Salt was also used as a medicine in cases where the ailment was uncertain or undefined. Charles Rogers, in Scotland, Social and Domestic (1869), writes:

When a child met with an accident, a table-spoonful of water mixed with salt was applied to its brow and poured into its mouth; when an adult complained, and the cause of his ailment was unknown, an old sixpence was borrowed from a neighbour, its intended use being kept secret. As much salt as could be raised on the coin was then placed in a table-spoonful of water and melted. The sixpence was next put into the solution, and the soles of the patients feet and the palms of his hands were moistened three times with the liquid. The patient was made to taste the mixture thrice. His brow was stroked with the solution. The liquid which remained in the spoon was thrown over the fire, with these words, “Lord, preserve us frae a’ skaith.” The cure was then held to be complete. (215)

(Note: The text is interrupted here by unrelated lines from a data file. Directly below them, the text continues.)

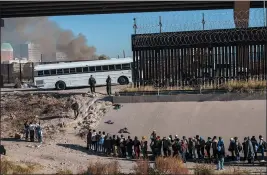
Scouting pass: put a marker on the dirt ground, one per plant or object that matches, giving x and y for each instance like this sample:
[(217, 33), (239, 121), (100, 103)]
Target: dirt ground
[(66, 150)]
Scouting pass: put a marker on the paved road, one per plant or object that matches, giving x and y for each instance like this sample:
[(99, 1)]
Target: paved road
[(227, 119), (100, 89)]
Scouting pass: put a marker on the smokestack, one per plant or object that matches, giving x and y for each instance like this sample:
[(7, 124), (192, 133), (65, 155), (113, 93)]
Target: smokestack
[(50, 37)]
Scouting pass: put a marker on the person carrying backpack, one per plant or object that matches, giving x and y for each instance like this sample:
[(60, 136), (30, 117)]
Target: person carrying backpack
[(92, 83), (221, 154), (262, 147)]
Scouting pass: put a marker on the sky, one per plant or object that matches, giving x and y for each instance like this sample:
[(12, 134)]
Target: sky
[(111, 33)]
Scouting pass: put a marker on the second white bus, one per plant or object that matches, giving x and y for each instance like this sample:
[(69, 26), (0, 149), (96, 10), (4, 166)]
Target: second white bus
[(76, 74)]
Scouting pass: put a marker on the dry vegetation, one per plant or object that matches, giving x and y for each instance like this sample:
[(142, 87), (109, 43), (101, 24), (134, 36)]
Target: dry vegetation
[(231, 86), (9, 167)]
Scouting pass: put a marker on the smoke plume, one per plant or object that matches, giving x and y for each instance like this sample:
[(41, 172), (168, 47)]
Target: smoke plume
[(50, 37)]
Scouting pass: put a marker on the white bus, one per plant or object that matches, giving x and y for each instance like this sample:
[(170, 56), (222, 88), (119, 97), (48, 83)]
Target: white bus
[(76, 74)]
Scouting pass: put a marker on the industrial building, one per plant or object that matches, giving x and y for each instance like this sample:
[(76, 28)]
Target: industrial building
[(6, 52)]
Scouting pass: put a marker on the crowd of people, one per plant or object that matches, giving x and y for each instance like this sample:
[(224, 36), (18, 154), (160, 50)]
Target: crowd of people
[(33, 132), (195, 148)]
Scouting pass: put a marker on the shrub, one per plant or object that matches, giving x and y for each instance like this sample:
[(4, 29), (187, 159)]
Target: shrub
[(98, 167)]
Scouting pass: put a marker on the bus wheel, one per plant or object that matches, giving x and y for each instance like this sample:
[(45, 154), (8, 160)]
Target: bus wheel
[(123, 80), (60, 85)]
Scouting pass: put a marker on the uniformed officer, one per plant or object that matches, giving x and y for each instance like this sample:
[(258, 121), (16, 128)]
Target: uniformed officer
[(108, 81), (92, 83)]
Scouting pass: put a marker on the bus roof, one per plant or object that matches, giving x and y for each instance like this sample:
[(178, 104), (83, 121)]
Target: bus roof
[(64, 65)]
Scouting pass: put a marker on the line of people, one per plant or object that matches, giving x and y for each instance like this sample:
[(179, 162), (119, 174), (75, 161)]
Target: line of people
[(196, 148), (33, 131)]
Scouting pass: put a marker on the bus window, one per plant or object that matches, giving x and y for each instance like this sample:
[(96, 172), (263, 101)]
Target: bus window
[(46, 72), (66, 71), (59, 71), (53, 72), (105, 68), (111, 67), (79, 70), (85, 69), (92, 69), (126, 66), (40, 73), (72, 70), (118, 67), (98, 68)]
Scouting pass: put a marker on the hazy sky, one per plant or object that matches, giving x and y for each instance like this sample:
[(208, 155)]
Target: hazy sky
[(111, 34)]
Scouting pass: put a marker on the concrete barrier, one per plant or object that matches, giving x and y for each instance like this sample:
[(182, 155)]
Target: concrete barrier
[(190, 97)]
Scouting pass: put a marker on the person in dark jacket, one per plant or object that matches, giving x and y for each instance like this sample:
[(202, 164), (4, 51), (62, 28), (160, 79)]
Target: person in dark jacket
[(255, 146), (250, 151), (158, 146), (108, 145), (89, 140), (26, 128), (108, 84), (198, 147), (237, 148), (221, 154), (214, 147), (245, 150), (123, 147), (137, 145), (183, 149), (129, 147), (144, 147), (208, 147), (165, 145), (202, 147), (92, 83)]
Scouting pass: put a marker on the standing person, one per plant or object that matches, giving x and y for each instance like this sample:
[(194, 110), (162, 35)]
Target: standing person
[(117, 148), (158, 146), (207, 148), (245, 150), (108, 81), (152, 143), (232, 148), (221, 154), (39, 132), (198, 147), (26, 130), (165, 145), (214, 148), (123, 147), (144, 147), (238, 148), (92, 83), (137, 145), (89, 140), (262, 147), (32, 131), (108, 145), (75, 108), (250, 151), (94, 141), (101, 141), (129, 147), (255, 146), (183, 150), (202, 147)]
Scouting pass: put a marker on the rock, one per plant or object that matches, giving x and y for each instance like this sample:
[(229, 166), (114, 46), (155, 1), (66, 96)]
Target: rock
[(18, 136)]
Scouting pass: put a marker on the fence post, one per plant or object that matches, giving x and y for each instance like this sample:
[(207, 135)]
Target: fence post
[(20, 74), (32, 72)]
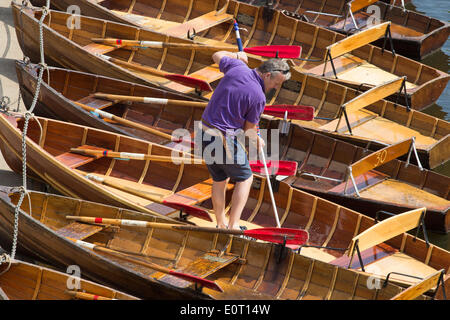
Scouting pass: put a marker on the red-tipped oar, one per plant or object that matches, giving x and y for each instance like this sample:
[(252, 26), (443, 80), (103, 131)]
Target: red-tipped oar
[(280, 51), (276, 51), (305, 113), (179, 78), (276, 235), (294, 112), (281, 167), (185, 208), (203, 282)]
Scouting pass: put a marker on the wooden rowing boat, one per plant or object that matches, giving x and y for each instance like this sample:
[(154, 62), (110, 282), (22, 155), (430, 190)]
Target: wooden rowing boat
[(244, 269), (391, 185), (373, 125), (131, 184), (317, 154), (414, 35), (21, 280), (141, 185), (353, 58)]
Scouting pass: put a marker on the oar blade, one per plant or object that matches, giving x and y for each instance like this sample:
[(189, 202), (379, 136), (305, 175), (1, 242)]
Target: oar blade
[(188, 209), (280, 51), (281, 167), (305, 113), (286, 236), (190, 82), (201, 281)]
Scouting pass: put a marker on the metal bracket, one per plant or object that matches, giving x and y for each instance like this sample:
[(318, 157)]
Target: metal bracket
[(281, 250), (356, 247), (193, 35), (388, 35)]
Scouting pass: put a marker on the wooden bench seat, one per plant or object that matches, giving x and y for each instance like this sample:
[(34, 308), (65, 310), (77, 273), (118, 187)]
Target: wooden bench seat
[(95, 103), (78, 231), (363, 181), (201, 23), (355, 70), (201, 267), (368, 256), (98, 48), (74, 160), (208, 74)]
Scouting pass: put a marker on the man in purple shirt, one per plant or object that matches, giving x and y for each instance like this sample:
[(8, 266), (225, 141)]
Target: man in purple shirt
[(236, 105)]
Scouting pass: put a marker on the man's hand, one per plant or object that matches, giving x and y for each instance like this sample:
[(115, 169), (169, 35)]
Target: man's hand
[(241, 55), (260, 143)]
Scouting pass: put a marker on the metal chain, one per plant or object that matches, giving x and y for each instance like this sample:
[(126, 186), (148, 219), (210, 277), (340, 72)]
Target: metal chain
[(27, 116)]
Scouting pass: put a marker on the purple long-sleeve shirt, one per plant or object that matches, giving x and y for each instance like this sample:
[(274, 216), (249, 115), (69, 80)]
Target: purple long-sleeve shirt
[(239, 97)]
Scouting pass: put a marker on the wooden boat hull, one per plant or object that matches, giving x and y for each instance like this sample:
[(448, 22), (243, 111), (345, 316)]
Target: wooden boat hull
[(257, 271), (27, 281), (378, 124), (329, 224), (425, 84), (329, 148), (318, 154), (414, 35)]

6 For an overview of this debate, see George J. Armelagos’s essay “The Slavery Hypertension Hypothesis: Natural Selection and Scientific Investigation: A Commentary.” Here Armelagos details the contemporary argument for a genetic cause of African-American hypertension and the counterargument which followed. That the scientific community lacks consensus on this issue is likely due in part to the persistence of ahistorical notions of race within all types of discourses and institutions.

7 It is important to note that the National Archives house the Colonial Office records dealing with the governance of the Turks Islands during the period Prince was resident there.

8 For the importance of Lagos to the Transatlantic slave trade, see Kristin Mann.